After obtaining his BS from Amherst College in Math and Computer Science, and his MS in Computer Science from Syracuse University, Grant began his career with roles in software engineering, lifecycle development, and systems engineering at Syracuse-based companies including The Ultra Corporation, TextWise Labs, and ProSoft (now PROMERGENT).

As Grant gained technical leadership skills and project management expertise, he decided to take the next step on his career path, and accepted the position of Senior Software Engineer at the Center for Natural Language Processing in 2003. His responsibilities included serving as lead developer on several search engine applications, and as lead engineer on a variety of projects, including a cross-language information retrieval (CLIR) system and an English language question answering system.
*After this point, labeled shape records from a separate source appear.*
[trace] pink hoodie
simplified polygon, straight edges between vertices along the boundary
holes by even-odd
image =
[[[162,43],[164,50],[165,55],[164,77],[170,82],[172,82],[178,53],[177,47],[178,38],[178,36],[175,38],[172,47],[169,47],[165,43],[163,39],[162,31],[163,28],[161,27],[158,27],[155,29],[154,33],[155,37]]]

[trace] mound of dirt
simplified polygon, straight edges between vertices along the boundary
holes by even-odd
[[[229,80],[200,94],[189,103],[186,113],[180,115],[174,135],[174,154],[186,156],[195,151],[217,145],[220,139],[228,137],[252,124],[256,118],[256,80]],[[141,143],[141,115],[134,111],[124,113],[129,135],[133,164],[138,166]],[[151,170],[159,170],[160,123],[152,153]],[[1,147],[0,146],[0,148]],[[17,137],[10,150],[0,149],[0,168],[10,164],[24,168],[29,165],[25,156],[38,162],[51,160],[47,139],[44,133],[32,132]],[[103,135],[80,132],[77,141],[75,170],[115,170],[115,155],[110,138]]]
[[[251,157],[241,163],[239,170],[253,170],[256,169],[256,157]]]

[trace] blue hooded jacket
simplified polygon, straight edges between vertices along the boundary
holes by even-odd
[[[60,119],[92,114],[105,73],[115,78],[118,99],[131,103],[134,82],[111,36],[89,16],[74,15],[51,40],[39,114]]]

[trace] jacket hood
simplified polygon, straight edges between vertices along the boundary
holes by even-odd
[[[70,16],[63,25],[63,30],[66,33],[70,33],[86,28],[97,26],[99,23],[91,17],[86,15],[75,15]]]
As he continued to build his visibility in the tech industry, Grant demonstrated his passion for open-source software development by joining the Apache Software Foundation (ASF) as an Apache Lucene and Solr Committer, an active role that he holds to this day. He is co-creator of the Apache Mahout machine learning library.

The Formation of Lucidworks

In 2007, Grant and several other members of the open-source community merged their talents, entrepreneurial skills, and technical expertise to form Lucid Imagination (now known as Lucidworks). From the beginning, Grant was involved in building search applications on Lucene and Solr, designing new features, and writing the original versions of the company training on Lucene and Solr. As Lucid Imagination became Lucidworks, Grant moved into the integral executive roles of CTO, SVP of Engineering, and a seat on the Board of Directors.

Grant was directly responsible for leading a team of 50+ engineers, which was instrumental in developing next-generation products and search engine capabilities, and he also worked closely with the executive team to define and implement sales and marketing strategies.

Moving Forward with the Wikimedia Foundation

In 2019, Grant officially accepted the position of CTO at Wikimedia Foundation (WMF), and immediately became responsible for all tech, engineering, and data-centric decisions related to the Foundation’s hosting of Wikipedia and its sibling projects, such as Wikidata. As leader of an 18-team engineering organization with over 150 employees, Grant implemented key decisions that led to a significant overhaul of the engineering culture and productivity landscape, which also included relationship-building with departments, vendors, and external partners.

During his time at WMF, Grant led a number of key intitiatives: replacing a homegrown machine learning platform; adopting new DDoS systems that led to major reductions in attacks; improving the SRE on-call processes; and expandeding data center capacity to more effectively serve content worldwide.

Back to Building

Since 2022, Grant and the Develomentor team have created results-driven success stories for global clients including Charity Navigator, Knoetic, Next Street, Munich RE, Berenson Capital, Serent Capital, and many more.

Grant is also a dynamic and engaging keynote speaker, and award-winning lead author of “Taming Text” (published by Manning Publications.)

In partnership with co-instructor Daniel Tunkelang, Grant developed an Uplimit course entitled “Search With Machine Learning” (SWML), which is currently taught three times per year. Since the inaugural run of SWML, Grant has created two additional courses at Uplimit: “Search Fundamentals” (also co-taught with Daniel) and “Search Engineering”, co-taught with Dave Anderson.